就在他以为那声“冷”要冻死在空气里的时候。
“冰原……”
两个字。平得没一丝波澜。像冰坨子掉在冻地上。
沈沧澜猛地一激灵!耳朵眼儿里嗡的一声!他下意识地挺直了冻僵的脊梁骨,牵扯得骨头缝一阵酸疼。冰原?师父……在说北境?说……她自己?
洛云归的声音没停,依旧平直,像在念一块冻透了的碑文:“……也冷。”
沈沧澜屏住了呼吸,眼珠子死死钉在对面那片墨色的袍角上,生怕漏掉一个字。
“雪……埋了三天。”洛云归的声音顿了顿,似乎在极其缓慢地、从冻僵的记忆深处挖掘着字眼,“……没死。

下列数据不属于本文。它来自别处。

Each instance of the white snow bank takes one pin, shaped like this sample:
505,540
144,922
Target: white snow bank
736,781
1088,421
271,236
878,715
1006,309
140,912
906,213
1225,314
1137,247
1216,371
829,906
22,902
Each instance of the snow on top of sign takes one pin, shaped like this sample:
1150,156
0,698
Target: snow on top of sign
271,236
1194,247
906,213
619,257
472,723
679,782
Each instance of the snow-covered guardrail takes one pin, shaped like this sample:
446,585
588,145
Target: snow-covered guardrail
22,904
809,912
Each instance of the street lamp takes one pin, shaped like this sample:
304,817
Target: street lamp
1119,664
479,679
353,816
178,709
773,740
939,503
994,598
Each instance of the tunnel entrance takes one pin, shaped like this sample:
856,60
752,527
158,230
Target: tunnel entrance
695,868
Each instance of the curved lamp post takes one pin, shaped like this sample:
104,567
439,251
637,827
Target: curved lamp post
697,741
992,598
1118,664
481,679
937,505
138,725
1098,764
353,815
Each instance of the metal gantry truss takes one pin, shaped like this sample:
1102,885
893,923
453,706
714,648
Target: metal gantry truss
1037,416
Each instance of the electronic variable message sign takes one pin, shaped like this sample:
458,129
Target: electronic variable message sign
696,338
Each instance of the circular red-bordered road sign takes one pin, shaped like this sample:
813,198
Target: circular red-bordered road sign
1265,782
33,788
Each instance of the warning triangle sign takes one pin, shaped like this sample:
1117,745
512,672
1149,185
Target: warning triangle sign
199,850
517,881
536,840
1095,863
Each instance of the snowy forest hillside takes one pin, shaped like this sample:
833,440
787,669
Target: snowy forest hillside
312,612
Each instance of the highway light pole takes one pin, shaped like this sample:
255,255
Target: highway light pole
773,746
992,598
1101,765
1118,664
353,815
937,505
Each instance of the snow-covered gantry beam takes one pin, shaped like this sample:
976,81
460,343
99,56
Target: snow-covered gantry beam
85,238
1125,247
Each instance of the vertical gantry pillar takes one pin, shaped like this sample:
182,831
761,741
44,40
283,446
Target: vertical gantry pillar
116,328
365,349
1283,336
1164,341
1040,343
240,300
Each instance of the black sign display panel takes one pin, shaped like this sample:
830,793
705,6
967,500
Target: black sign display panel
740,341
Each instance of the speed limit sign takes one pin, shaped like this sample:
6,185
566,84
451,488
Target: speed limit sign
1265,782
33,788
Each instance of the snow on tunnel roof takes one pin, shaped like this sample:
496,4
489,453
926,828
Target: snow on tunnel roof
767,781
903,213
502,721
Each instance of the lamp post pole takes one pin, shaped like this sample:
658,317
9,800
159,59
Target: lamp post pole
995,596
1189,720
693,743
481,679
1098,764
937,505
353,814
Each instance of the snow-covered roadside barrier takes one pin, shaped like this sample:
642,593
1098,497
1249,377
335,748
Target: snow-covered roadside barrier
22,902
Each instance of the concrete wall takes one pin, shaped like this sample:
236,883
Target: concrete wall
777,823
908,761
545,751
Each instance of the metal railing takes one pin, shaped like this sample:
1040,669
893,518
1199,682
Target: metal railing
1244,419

”
沈沧澜的心像是被一只冰冷的手攥紧了!雪埋三天?!北境那鬼地方,别说三天,三个时辰就能把人冻成冰雕!他脑子里瞬间闪过自己被雪蝠追着咬、差点冻死在冰缝里的场景,那刺骨的冷和绝望的窒息感……师父她……
“饿……”洛云归的声音再次响起,依旧平直,却像冰锥凿开了更深层的冻土,“……挖过……土。”
挖土?!沈沧澜那只露在外面的眼睛猛地睁大!瞳孔深处那点常年冻结的麻木瞬间被震惊和一种难以言喻的共鸣撕裂!他太知道那是什么滋味了!饿疯了的时候,冰缝底下那些冻得跟石头似的、带着死人味儿的黑泥巴,他都恨不得啃两口!师父她……也……

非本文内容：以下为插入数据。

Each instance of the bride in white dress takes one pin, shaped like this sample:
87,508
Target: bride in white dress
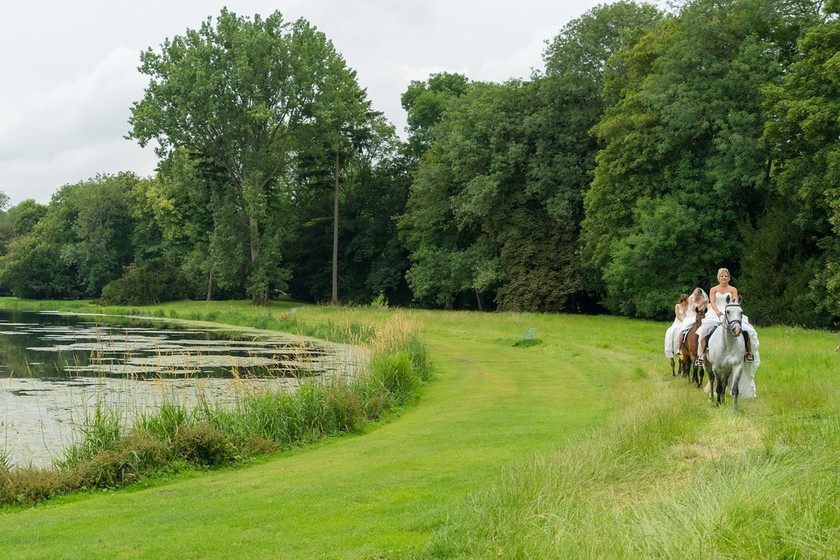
746,387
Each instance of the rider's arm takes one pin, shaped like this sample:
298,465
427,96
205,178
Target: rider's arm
712,298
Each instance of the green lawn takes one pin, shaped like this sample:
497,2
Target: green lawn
518,450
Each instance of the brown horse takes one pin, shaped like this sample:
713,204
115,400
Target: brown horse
689,348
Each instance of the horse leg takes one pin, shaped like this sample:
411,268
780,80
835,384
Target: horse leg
735,379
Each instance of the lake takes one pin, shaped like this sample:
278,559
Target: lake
54,368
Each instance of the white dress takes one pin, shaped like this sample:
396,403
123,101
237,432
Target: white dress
746,387
671,338
688,321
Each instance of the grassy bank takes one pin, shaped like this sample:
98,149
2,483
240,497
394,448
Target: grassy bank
111,452
579,446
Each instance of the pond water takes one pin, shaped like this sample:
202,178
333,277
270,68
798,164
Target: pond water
55,368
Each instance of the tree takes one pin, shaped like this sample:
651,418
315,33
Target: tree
425,103
805,134
234,94
686,127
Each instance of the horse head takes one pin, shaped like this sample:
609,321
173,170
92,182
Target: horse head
699,315
732,314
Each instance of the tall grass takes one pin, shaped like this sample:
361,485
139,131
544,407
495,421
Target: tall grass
175,435
674,477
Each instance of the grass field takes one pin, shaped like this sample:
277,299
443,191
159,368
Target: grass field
578,446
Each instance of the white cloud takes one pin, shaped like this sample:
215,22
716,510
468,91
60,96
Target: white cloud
73,131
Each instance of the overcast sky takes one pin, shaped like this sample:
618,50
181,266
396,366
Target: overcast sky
68,70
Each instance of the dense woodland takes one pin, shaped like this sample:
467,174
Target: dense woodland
651,149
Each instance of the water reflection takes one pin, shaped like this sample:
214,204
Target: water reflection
54,368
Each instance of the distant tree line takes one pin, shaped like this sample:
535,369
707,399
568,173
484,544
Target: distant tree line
652,149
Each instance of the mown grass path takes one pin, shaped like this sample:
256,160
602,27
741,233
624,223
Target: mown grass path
580,446
375,495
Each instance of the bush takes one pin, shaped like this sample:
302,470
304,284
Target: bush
203,444
153,281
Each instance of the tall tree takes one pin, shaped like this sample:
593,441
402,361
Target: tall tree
234,93
686,130
425,103
805,134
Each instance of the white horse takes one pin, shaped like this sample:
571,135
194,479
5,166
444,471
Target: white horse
725,354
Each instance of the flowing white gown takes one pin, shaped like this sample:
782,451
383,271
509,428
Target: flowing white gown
746,387
672,334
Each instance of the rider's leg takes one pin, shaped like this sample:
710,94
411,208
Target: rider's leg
748,357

“后来……”洛云归的声音似乎更沉了一分,带着一种被时光磨砺过的钝感,“……找到个罐子。”
罐子?沈沧澜脑子有点懵。北境冰原上,除了冻硬的尸骨和石头,还能有啥罐子?
“破的……”洛云归的声音低了下去,像冰层下的暗流,“……裂了缝……装了点……雪水。”

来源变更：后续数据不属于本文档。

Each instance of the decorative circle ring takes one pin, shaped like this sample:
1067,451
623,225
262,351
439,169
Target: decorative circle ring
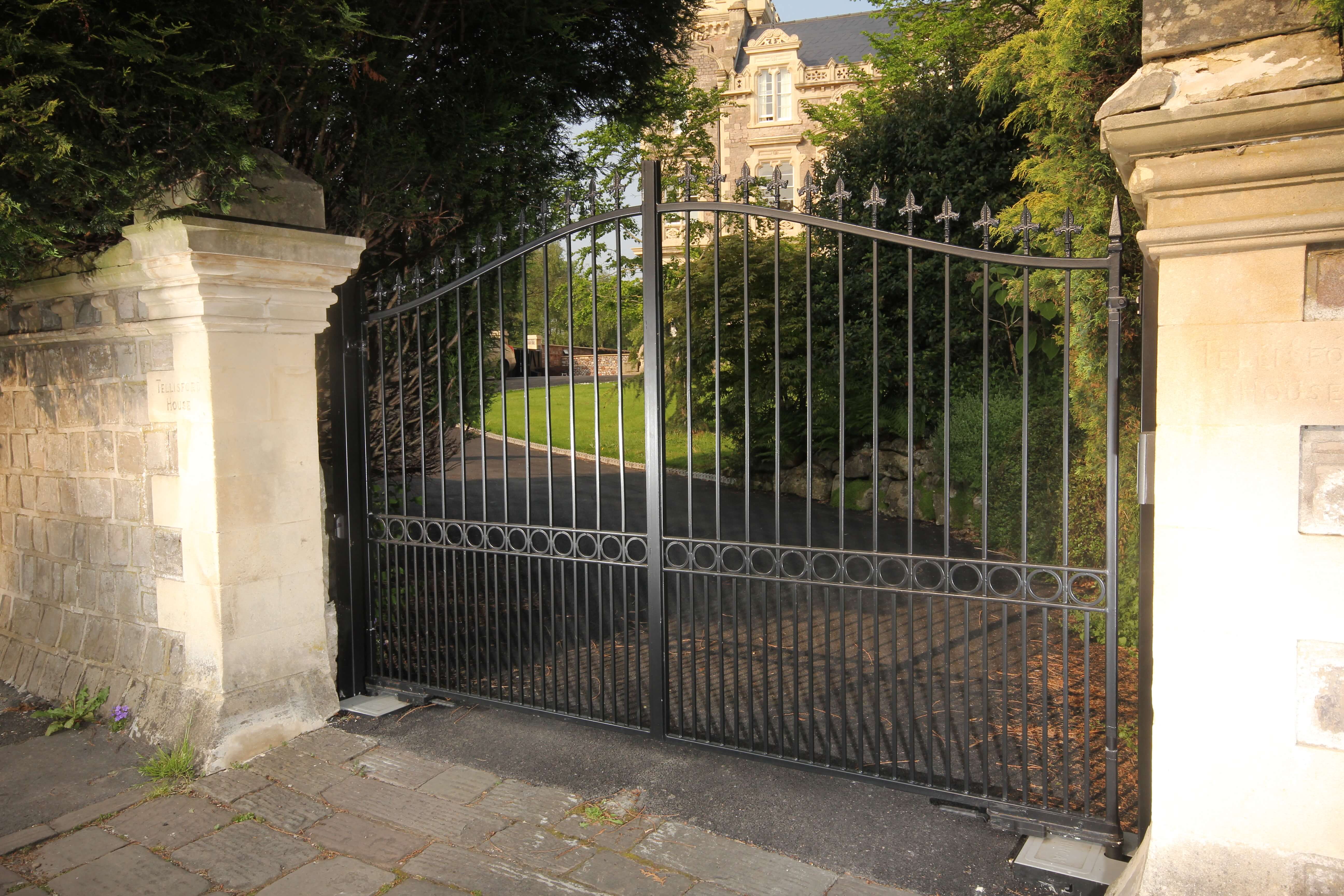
675,555
858,569
924,581
1087,589
826,568
893,573
965,578
1005,582
1045,586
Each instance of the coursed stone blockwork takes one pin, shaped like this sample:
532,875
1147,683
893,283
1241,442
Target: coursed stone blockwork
80,554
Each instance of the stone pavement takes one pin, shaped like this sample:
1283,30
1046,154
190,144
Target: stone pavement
337,813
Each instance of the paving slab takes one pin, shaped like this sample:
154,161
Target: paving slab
413,810
486,875
245,855
97,810
616,837
333,745
299,770
397,768
540,848
131,871
60,856
339,876
365,840
413,887
737,866
849,886
26,837
49,777
620,875
460,784
229,785
527,802
170,821
706,888
283,808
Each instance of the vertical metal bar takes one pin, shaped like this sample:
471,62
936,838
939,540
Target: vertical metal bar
620,374
779,592
363,573
1115,305
597,398
718,456
807,510
652,237
1148,425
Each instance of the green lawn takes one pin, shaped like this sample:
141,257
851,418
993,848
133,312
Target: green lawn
608,406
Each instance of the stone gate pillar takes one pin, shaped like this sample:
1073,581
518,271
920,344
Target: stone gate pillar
1232,142
167,404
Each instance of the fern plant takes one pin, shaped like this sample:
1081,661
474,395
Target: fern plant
74,711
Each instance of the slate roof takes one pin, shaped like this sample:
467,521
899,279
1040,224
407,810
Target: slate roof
824,39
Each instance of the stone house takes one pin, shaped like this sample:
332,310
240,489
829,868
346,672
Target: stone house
771,68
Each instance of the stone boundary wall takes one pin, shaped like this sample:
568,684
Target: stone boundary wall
79,553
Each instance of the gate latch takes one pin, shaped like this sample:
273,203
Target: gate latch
1146,467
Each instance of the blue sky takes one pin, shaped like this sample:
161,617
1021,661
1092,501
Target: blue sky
791,10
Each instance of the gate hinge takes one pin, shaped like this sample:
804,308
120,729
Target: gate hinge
1147,444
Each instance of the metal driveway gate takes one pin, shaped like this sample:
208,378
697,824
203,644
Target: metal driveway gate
874,553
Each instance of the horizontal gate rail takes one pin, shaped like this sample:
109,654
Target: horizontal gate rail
867,636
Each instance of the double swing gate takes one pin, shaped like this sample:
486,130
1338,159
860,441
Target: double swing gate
751,477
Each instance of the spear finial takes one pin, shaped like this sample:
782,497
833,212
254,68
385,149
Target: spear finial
945,218
745,182
717,178
1027,228
808,190
687,180
1068,229
986,223
874,203
839,197
911,210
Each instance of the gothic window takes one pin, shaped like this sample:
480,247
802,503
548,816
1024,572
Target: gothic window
767,174
775,95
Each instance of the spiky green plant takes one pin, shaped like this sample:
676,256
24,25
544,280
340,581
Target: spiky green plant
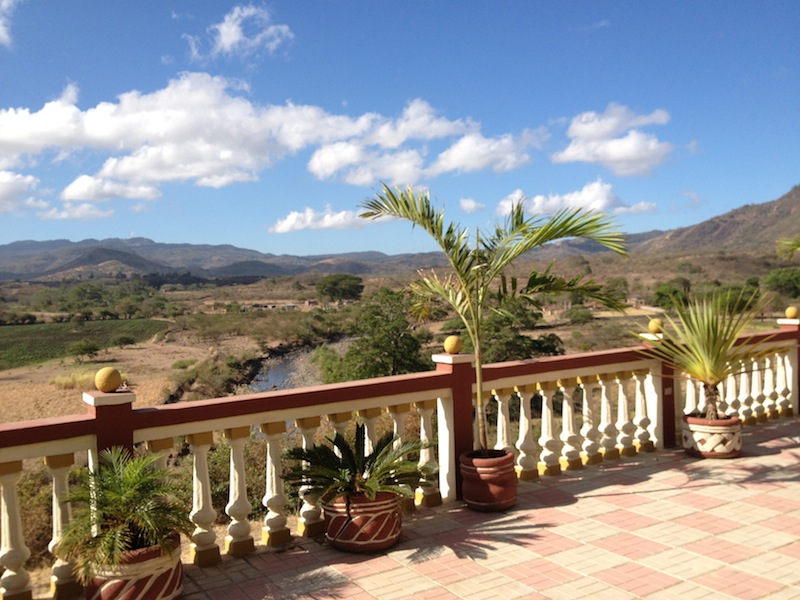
127,503
479,266
702,340
328,475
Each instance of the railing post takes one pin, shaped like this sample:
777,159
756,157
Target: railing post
62,579
239,540
456,434
113,421
275,532
792,323
428,495
204,550
310,523
15,581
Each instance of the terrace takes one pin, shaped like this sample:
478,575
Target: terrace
607,509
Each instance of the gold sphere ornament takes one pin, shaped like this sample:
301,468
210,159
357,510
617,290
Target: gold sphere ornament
453,344
655,326
107,379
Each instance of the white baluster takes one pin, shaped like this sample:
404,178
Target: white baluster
770,395
731,396
15,581
551,446
203,549
691,404
310,522
339,421
62,579
503,420
274,533
641,420
571,442
757,392
745,398
526,444
784,394
625,426
608,431
370,417
590,452
239,540
428,494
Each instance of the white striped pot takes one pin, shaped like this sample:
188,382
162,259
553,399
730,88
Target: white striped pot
366,525
146,574
721,438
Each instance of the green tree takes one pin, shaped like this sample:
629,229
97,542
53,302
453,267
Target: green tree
477,267
387,344
340,286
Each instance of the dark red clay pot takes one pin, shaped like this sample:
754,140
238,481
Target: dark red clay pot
146,574
489,480
719,438
371,526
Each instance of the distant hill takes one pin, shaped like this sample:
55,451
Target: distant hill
754,227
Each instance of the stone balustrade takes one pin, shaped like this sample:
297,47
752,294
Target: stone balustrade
573,412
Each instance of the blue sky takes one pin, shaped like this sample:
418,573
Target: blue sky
265,125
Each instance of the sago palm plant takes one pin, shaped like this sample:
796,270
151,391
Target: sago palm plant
702,340
479,264
126,504
329,475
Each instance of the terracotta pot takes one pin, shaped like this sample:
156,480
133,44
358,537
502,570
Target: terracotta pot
146,574
489,480
370,526
720,438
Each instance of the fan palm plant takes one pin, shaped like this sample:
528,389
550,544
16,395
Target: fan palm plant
327,474
480,264
702,340
126,504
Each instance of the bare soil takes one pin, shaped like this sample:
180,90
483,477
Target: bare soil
30,392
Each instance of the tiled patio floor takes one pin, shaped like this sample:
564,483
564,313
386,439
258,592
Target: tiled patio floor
657,526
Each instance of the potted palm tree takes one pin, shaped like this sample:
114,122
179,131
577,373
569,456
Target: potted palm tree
359,493
125,534
469,289
702,341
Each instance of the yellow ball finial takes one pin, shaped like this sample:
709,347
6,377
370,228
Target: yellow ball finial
107,379
453,345
655,326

沈沧澜的心跳得飞快,像是要撞碎冻僵的胸膛。他仿佛看见了一个小小的、冻得浑身青紫的身影,在北境无边无际的死亡雪原上,哆哆嗦嗦地扒开厚厚的积雪,从冻土深处挖出一个沾满泥污、边缘豁了口子的破陶罐。罐子裂了缝,她小心翼翼地把里面那点混着冰碴子的脏雪水倒出来……那点带着泥腥味的冰水,可能就是她活下去的唯一指望……
“罐子……”洛云归的声音几乎微不可闻,带着一种极其罕见的、几乎难以察觉的滞涩,“……后来……碎了。”
碎了?沈沧澜的心猛地一沉!像被人狠狠攥了一把!他几乎能想象出那个画面——也许是躲避魔物的追杀,也许是冰原突然的塌陷,那个好不容易找到的、装着救命水的破罐子,在她眼前摔得粉碎!冰水和希望一起泼洒在冻土上,瞬间凝结成冰……
一股难以言喻的酸涩猛地冲上沈沧澜的鼻腔!比他啃过的霉饼还要苦涩!比他冻裂的伤口还要疼!他死死咬住后槽牙,才没让喉咙里那股滚烫的东西冲出来。那只握着枯枝的手,指关节因为用力而绷得死白,枯枝末端那枚冰蓝的剑穗微微颤抖着。
石屋里死寂得可怕。只有窗外呼啸的风声,像鬼爪子挠着石头缝。
洛云归说完那三个字,便再次陷入了长久的沉默。兜帽下的阴影深重,仿佛刚才那几句简短破碎的话语,已经耗尽了她从冰封记忆里挖掘的所有力气。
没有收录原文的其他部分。